It was in 1946, as a student of the Slade School of Art, when William Turnbull created his first sculpture of a horse’s head. Comprised of two intersecting planes perpendicularly bisecting each other, Turnbull’s subject is uniquely abstracted while immediately recognizable. His harnessing of the evocative power of ancient sculpture’s formal simplicity and totemic nature is crystallized in his modernist investigation into the possibilities of meaning-construction from this visual typology. Turnbull’s method of creating an image borders on that of the archetype: he distills the essential qualities of a horse into readable forms that capture the animal’s presence. This particular treatment of form would become the leitmotif of Turnbull’s practice, reappearing throughout his career.

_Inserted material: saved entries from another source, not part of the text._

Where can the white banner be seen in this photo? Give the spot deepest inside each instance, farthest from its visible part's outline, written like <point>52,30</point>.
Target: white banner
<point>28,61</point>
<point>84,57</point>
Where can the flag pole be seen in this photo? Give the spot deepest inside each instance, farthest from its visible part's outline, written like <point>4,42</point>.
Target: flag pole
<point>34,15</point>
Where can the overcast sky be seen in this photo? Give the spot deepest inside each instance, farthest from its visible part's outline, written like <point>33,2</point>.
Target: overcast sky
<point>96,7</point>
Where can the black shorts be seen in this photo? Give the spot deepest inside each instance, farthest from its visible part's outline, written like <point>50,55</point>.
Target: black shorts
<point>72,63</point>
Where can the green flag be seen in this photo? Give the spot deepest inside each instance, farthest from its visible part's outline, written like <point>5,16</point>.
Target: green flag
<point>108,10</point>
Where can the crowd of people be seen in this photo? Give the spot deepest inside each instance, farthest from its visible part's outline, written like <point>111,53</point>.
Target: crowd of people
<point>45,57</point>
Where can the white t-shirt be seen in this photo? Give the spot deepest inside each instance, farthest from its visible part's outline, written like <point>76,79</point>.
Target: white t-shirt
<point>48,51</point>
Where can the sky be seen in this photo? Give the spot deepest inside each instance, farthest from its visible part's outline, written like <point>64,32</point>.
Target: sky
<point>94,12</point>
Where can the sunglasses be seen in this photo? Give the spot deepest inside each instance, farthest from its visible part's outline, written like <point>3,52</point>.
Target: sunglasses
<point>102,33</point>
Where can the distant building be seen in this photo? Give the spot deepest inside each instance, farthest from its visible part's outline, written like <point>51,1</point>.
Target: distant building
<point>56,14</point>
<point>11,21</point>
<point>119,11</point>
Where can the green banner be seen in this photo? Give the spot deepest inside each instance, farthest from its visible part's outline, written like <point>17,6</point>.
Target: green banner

"When I make horse’s heads—I have done them pretty well ever since the beginning—it’s always been with this idea of having a metaphoric quality. But also with only part of the horse represented, you didn’t feel the rest of the horse is missing. That has always fascinated me in sculpture where the part can become the whole."
—William TurnbullHeld in the esteemed collection of Robin Quist Gates for over three decades, Horse 2, 1987, marked Turnbull’s return to this visual theme, this time with different terms. The intervening years provided a crucial distance for reflection, experimentation, and development. In reworking the image of the horse, Turnbull reflected, “it is very interesting to see the possibility of enormous variation. It is not necessary to take a new theme, but to transpose something.”i Even so, the attributes that first drew Turnbull to render the animal as his subject remain; the horse’s enduring relation to humanity, its formal similarity to tools such as the adze, and its appearance in antiquity including in the frieze of the Parthenon, all extend the possibilities of creation for Turnbull.
Two smooth panels of polished bronze define Horse 2 in clean lines and curves. The front panel depicting the horse’s face bears two holes which serve as the eyes and allows further psychological entrance to the sculpture. The back panel is essentially an arch, representing the neck and mane of the horse. Its shape, reminiscent of a classical Greek Corinthian helmet, communicates the movement and heroism typically associated with the animal. The carved grooves suggest the mane and teeth of the horse, providing the sculpture with an outwardly weathered and powerful appearance.
An essential frontal dynamism still dominated Turnbull’s practice by 1987, but there is also a sense of stillness present in Horse 2 that introduces a level of contemplative stasis to this work. The closed arch of the head grounds Horse 2, offering a solid steadiness that balances the delicateness of the sculpture—a stunning reprisal of Turnball’s eternal subject.